• Sun, Dec 20 2009

Breastfeeding and Dehydration

Welcome to the December Carnival of Breastfeeding! This month the participants listed at the end of this post share their thoughts on “Taking Care of Yourself during the Holidays.” First I share the recommendations for fluid intake, how and at what point dehydration might affect breastfeeding, and the danger of over-hydrating.

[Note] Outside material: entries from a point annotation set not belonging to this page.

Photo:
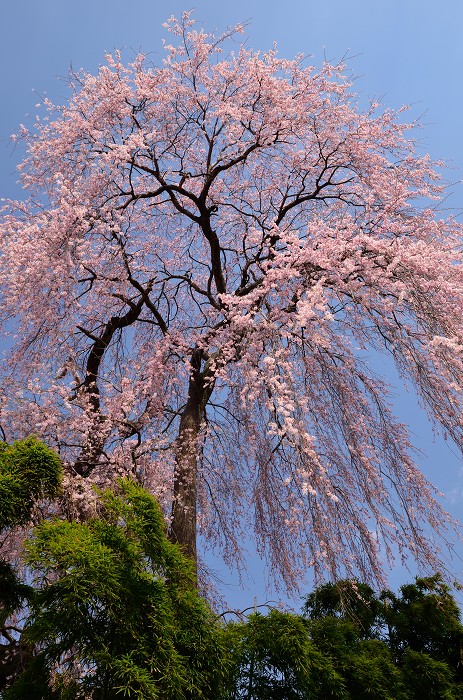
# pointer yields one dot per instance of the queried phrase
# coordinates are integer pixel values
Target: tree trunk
(184, 507)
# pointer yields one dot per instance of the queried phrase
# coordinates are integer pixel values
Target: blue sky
(405, 51)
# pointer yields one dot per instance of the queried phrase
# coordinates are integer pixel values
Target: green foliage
(274, 658)
(29, 470)
(387, 646)
(116, 609)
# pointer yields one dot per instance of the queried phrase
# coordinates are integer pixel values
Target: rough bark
(184, 507)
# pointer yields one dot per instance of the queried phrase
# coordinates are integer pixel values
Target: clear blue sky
(406, 51)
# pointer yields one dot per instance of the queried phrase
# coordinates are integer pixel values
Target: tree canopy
(209, 251)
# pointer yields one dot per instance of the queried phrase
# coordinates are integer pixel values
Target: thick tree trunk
(184, 507)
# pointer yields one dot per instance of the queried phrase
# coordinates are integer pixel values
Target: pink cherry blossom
(209, 251)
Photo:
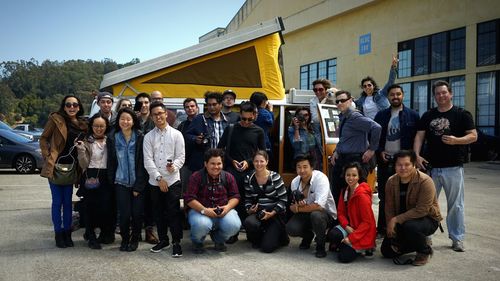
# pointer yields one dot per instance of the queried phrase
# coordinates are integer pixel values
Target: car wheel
(25, 164)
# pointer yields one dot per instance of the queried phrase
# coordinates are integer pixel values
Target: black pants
(99, 204)
(307, 224)
(131, 209)
(240, 181)
(411, 236)
(346, 253)
(167, 211)
(384, 171)
(269, 234)
(337, 182)
(148, 207)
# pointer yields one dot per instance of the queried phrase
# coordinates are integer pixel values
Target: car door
(7, 152)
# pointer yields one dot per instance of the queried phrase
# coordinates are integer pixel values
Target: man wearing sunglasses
(358, 140)
(241, 141)
(105, 102)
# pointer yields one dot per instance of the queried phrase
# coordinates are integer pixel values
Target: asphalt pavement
(28, 252)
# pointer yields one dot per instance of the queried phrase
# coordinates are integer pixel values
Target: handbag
(65, 174)
(92, 183)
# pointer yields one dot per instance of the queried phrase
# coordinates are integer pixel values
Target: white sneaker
(458, 246)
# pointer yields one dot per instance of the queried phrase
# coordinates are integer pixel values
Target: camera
(427, 166)
(297, 195)
(138, 106)
(260, 214)
(218, 210)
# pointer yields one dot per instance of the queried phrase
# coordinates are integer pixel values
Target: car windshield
(5, 126)
(13, 136)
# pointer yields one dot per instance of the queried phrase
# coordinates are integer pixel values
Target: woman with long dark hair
(98, 194)
(265, 202)
(126, 171)
(356, 231)
(57, 142)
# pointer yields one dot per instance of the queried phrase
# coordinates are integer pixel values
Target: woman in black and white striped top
(265, 202)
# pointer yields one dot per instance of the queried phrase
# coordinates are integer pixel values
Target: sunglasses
(341, 101)
(71, 104)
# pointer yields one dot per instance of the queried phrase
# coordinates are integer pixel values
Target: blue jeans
(61, 197)
(222, 228)
(452, 180)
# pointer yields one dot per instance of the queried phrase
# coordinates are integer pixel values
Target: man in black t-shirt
(241, 141)
(447, 131)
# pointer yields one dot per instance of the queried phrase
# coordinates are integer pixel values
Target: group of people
(133, 168)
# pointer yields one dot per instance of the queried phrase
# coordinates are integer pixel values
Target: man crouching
(212, 195)
(411, 210)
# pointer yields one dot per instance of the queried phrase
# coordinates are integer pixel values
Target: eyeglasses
(159, 114)
(341, 101)
(71, 104)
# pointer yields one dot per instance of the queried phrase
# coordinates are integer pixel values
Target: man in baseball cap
(228, 99)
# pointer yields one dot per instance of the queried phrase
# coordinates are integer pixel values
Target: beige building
(346, 40)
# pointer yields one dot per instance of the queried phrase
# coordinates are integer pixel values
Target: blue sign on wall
(365, 44)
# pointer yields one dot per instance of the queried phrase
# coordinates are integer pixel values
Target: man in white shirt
(312, 204)
(163, 158)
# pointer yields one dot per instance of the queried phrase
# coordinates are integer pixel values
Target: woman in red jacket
(356, 231)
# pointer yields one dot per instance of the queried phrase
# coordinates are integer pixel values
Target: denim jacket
(380, 97)
(408, 120)
(125, 160)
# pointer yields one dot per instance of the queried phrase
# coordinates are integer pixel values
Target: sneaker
(421, 259)
(198, 248)
(320, 251)
(458, 246)
(306, 241)
(164, 244)
(123, 246)
(94, 244)
(176, 250)
(428, 241)
(233, 239)
(368, 254)
(220, 247)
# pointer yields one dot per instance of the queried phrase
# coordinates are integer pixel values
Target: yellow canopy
(242, 66)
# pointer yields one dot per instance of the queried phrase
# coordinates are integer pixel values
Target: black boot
(134, 243)
(93, 243)
(60, 240)
(67, 239)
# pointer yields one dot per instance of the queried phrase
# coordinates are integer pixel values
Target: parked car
(19, 152)
(29, 129)
(29, 136)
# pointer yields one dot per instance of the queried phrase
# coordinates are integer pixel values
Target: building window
(487, 43)
(421, 58)
(420, 96)
(322, 69)
(486, 102)
(457, 49)
(407, 94)
(457, 84)
(434, 53)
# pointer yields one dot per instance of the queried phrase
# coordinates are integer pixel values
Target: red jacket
(359, 215)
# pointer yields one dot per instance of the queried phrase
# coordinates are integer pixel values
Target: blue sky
(119, 30)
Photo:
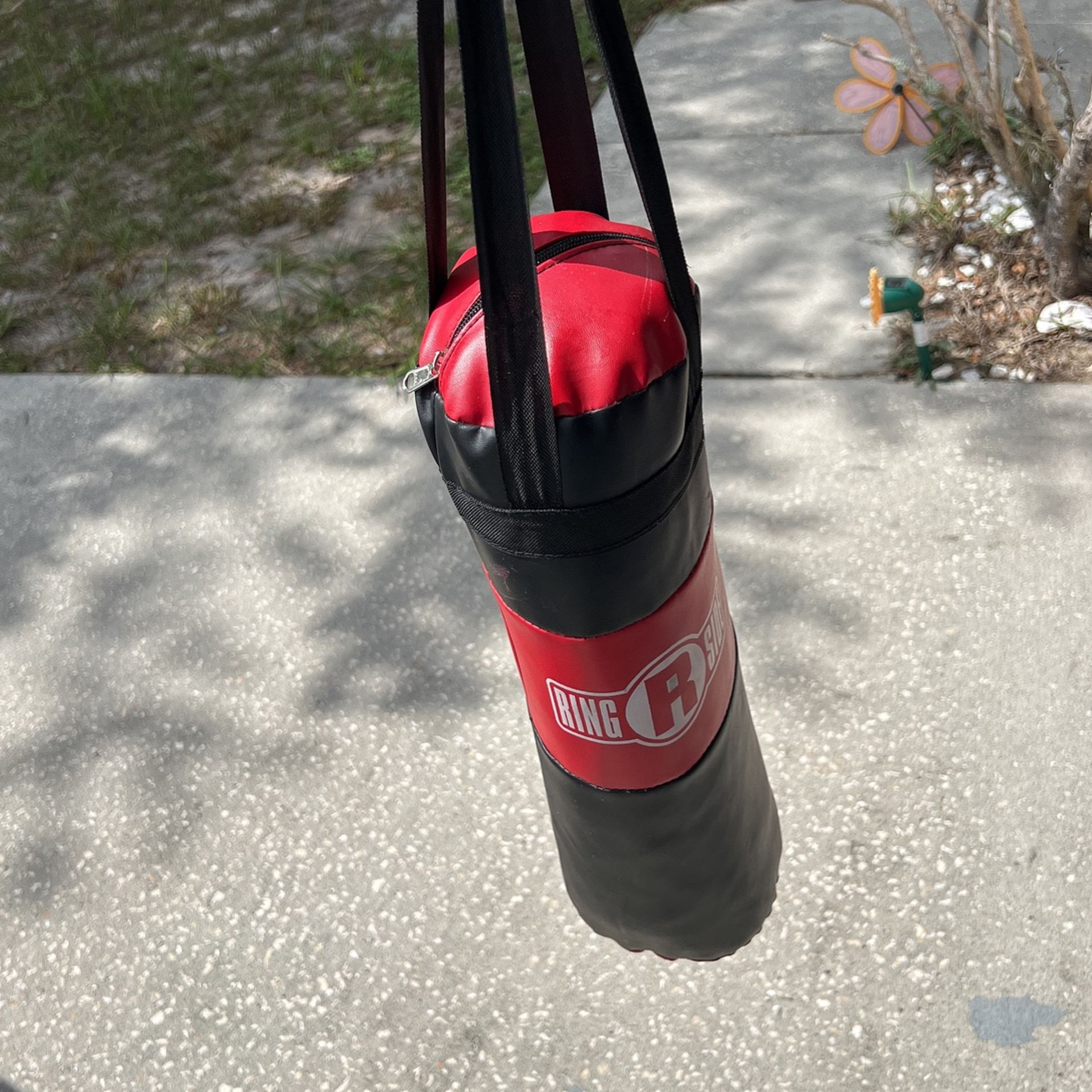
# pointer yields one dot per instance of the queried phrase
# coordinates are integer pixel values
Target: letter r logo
(668, 697)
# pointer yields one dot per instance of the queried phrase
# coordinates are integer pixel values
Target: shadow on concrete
(136, 510)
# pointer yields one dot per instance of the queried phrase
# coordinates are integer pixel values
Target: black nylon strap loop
(516, 345)
(564, 114)
(635, 119)
(434, 160)
(577, 532)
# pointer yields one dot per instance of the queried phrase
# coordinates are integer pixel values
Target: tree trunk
(1065, 235)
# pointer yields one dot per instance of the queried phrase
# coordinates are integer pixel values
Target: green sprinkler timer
(888, 295)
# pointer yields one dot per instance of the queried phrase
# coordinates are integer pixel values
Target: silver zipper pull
(422, 377)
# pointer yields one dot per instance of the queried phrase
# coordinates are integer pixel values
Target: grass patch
(129, 129)
(268, 210)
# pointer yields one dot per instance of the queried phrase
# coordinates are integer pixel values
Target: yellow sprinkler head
(876, 295)
(889, 295)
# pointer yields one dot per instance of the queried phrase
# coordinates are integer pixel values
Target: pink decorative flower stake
(899, 107)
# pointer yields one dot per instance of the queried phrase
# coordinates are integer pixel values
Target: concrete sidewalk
(271, 816)
(782, 210)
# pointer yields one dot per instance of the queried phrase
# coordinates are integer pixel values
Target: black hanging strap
(516, 346)
(556, 72)
(434, 158)
(635, 119)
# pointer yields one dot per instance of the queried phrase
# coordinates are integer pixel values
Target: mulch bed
(985, 283)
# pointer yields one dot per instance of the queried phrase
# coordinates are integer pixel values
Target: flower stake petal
(917, 118)
(883, 130)
(865, 57)
(855, 96)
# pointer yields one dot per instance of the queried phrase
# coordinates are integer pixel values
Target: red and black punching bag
(560, 390)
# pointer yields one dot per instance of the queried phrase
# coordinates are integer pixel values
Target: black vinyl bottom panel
(687, 870)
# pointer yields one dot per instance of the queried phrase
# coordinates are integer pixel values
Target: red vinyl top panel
(611, 329)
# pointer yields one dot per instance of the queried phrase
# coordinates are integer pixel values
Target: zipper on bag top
(427, 374)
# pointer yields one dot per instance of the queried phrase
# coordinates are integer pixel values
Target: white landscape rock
(1065, 315)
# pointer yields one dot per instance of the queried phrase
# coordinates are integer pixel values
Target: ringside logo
(661, 702)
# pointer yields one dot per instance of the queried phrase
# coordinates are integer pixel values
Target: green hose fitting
(889, 295)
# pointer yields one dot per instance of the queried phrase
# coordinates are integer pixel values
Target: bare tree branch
(1044, 63)
(993, 127)
(1029, 79)
(901, 18)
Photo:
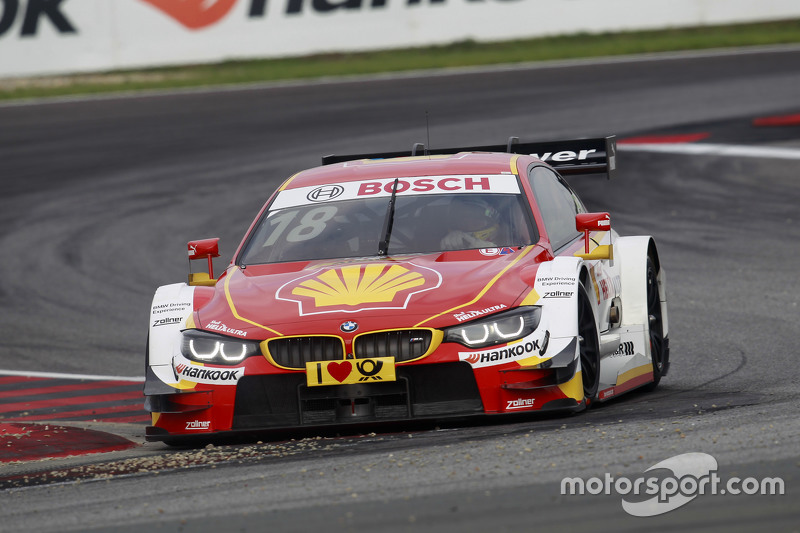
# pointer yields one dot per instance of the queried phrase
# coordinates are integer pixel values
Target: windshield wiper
(383, 245)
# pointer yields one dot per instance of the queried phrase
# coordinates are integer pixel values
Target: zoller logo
(194, 14)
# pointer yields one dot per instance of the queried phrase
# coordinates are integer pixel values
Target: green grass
(460, 54)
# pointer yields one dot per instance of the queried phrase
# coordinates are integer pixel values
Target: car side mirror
(203, 249)
(587, 222)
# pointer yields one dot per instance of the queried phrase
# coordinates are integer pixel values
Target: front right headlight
(205, 347)
(496, 329)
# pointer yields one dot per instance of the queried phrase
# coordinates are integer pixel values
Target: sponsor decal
(462, 184)
(566, 155)
(558, 294)
(350, 372)
(171, 307)
(167, 321)
(349, 326)
(355, 288)
(216, 325)
(31, 15)
(491, 252)
(554, 281)
(625, 348)
(519, 403)
(429, 184)
(325, 193)
(213, 376)
(608, 393)
(199, 424)
(498, 356)
(466, 315)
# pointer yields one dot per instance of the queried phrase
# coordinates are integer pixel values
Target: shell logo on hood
(359, 287)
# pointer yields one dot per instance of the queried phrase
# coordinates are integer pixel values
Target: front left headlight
(496, 329)
(205, 347)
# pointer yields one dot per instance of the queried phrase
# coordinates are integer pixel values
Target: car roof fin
(572, 156)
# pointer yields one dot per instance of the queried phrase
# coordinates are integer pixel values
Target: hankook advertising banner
(70, 36)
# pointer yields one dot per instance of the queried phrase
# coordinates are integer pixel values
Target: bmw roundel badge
(349, 326)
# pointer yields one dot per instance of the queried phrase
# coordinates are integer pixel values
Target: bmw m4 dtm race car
(392, 287)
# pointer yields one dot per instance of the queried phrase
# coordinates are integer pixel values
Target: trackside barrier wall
(39, 37)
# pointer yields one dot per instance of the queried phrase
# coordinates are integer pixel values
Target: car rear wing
(574, 156)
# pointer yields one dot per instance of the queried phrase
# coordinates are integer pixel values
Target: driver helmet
(475, 216)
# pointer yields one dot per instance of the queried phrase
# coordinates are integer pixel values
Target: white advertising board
(71, 36)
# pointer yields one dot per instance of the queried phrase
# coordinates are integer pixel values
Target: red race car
(389, 287)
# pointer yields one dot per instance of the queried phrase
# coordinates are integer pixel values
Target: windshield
(422, 223)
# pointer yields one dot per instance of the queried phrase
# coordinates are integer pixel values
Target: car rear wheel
(655, 326)
(589, 346)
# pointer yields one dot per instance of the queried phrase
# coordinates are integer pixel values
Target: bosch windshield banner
(40, 37)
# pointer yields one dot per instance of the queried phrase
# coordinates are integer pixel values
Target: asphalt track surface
(99, 197)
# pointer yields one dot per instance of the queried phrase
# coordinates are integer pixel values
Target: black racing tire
(589, 345)
(655, 326)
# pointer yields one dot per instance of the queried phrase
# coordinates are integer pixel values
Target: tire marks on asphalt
(66, 398)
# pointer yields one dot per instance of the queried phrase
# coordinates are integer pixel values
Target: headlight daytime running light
(496, 329)
(206, 347)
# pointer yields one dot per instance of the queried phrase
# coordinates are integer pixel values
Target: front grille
(403, 345)
(295, 352)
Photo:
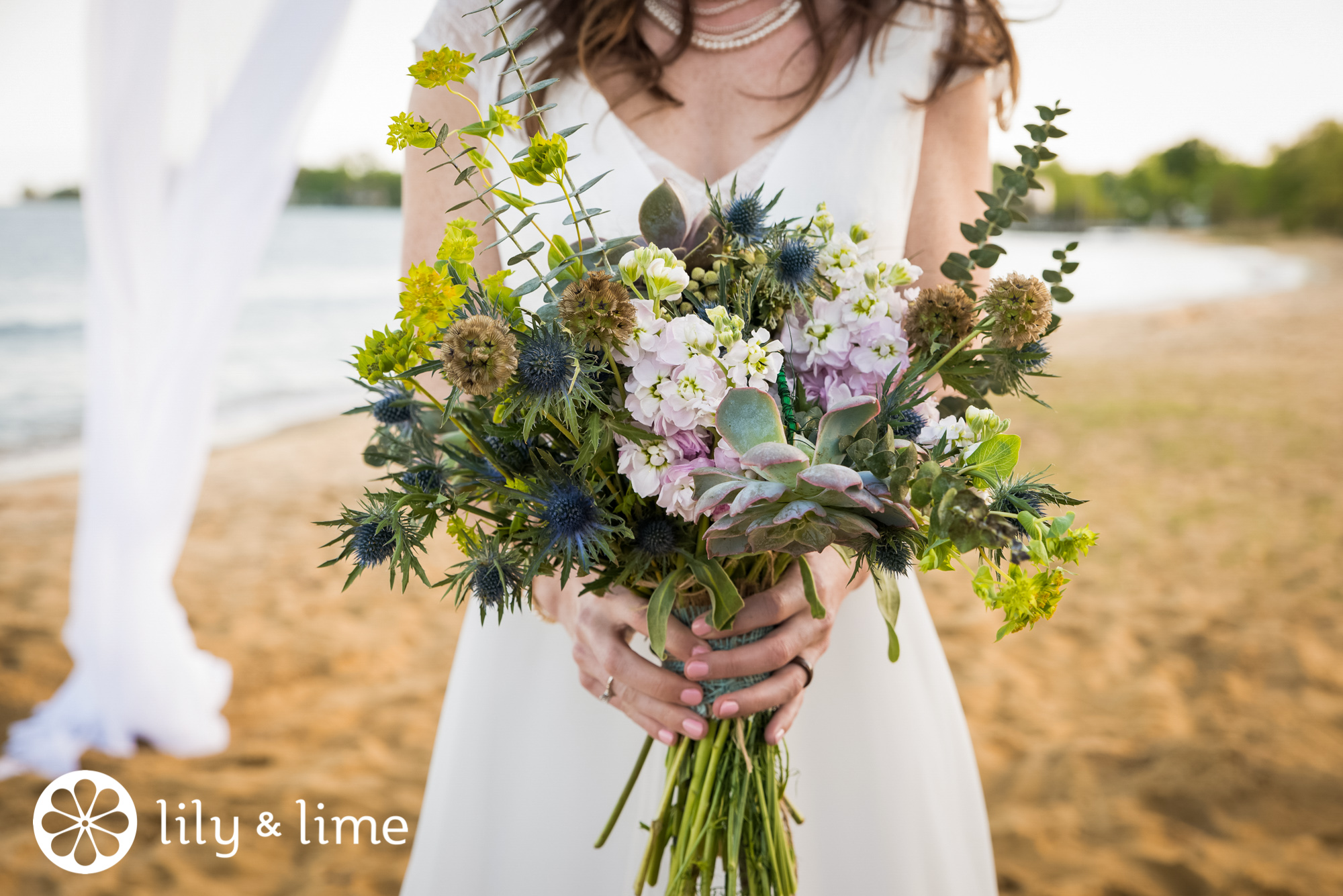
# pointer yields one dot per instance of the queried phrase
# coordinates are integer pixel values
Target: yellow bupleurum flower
(459, 246)
(406, 132)
(545, 157)
(441, 67)
(429, 299)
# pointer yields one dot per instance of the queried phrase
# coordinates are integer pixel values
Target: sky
(1141, 75)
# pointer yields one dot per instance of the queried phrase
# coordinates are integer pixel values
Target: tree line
(1195, 184)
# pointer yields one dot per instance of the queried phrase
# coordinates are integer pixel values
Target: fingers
(663, 719)
(651, 726)
(768, 608)
(784, 719)
(769, 654)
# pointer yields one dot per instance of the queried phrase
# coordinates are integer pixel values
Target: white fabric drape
(169, 262)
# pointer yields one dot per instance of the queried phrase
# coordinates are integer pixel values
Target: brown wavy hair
(604, 35)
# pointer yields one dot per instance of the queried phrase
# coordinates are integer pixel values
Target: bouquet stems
(723, 801)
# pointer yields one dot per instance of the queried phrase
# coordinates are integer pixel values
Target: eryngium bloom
(1021, 306)
(479, 354)
(746, 216)
(374, 545)
(907, 424)
(945, 310)
(656, 537)
(796, 263)
(598, 310)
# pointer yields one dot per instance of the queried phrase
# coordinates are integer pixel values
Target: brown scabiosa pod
(1021, 306)
(945, 310)
(598, 310)
(479, 354)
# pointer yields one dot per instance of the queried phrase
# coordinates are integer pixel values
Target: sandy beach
(1174, 730)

glass-of-waterAfter I moved to California I quickly realized how easy it was to become mildly dehydrated in the hot summer months if I didn’t pay attention to getting enough water and other fluids to drink. However, it’s also all too easy for breastfeeding mothers to get dehydrated in the cold months with the dry indoor air from furnace heating. Mothers of newborns in particular need to watch out for early signs of dehydration simply because new mothers can get so busy caring for a newborn that they neglect their own needs.

Recommendations for Fluid Intake for Breastfeeding Mothers

When it comes to fluid intake for breastfeeding mothers, the mantra is “drink to thirst.” That means that a woman should drink enough water to stave off thirst, and not drink in excess of thirst in the mistaken belief that she needs the extra water or that more water will boost her milk supply. How do you know whether you are getting enough? If your urine is pale yellow, then you are getting enough fluids. If your urine is a dark, concentrated yellow, then up your fluid intake. In addition to water, fluids such as milk and juice also count, but keep in mind that fluids with caffeine (tea, coffee, certain colas) can actually have a dehydrating effect. So make sure to balance the types of fluids and get enough water to keep yourself adequately hydrated.

How and When Dehydration Might Affect Breastfeeding

The good news is that dehydration would have to reach severe levels before it would even affect milk supply at all. The Breastfeeding Mother’s Guide to Making More Milk says:

A pervasive myth in many cultures is that not drinking enough water causes low milk supply. While it’s true that life-threatening, severe dehydration may cause you body to cut back on milk production, the mild dehydration that most of us operate under does not. An old but still valid study from 1939 reported that nursing mothers who were given one liter less of water a day than was recommended continue to produce plenty of milk.

So what’s the danger in becoming mildly dehydrated? If the nursing mother (any mother!) gets dehydrated, it can affect her energy level, mood, and ability to care for her nursling. If you find yourself becoming particularly run-down and overwhelmed, it’s a good idea to sit down and have a glass of water and a snack. You might be surprised how that simple step boosts your mood! It can help to keep a glass of water by your bed and your other usual nursing locations. Have easy snacks at the ready too — carrot sticks, raisins, apple slices.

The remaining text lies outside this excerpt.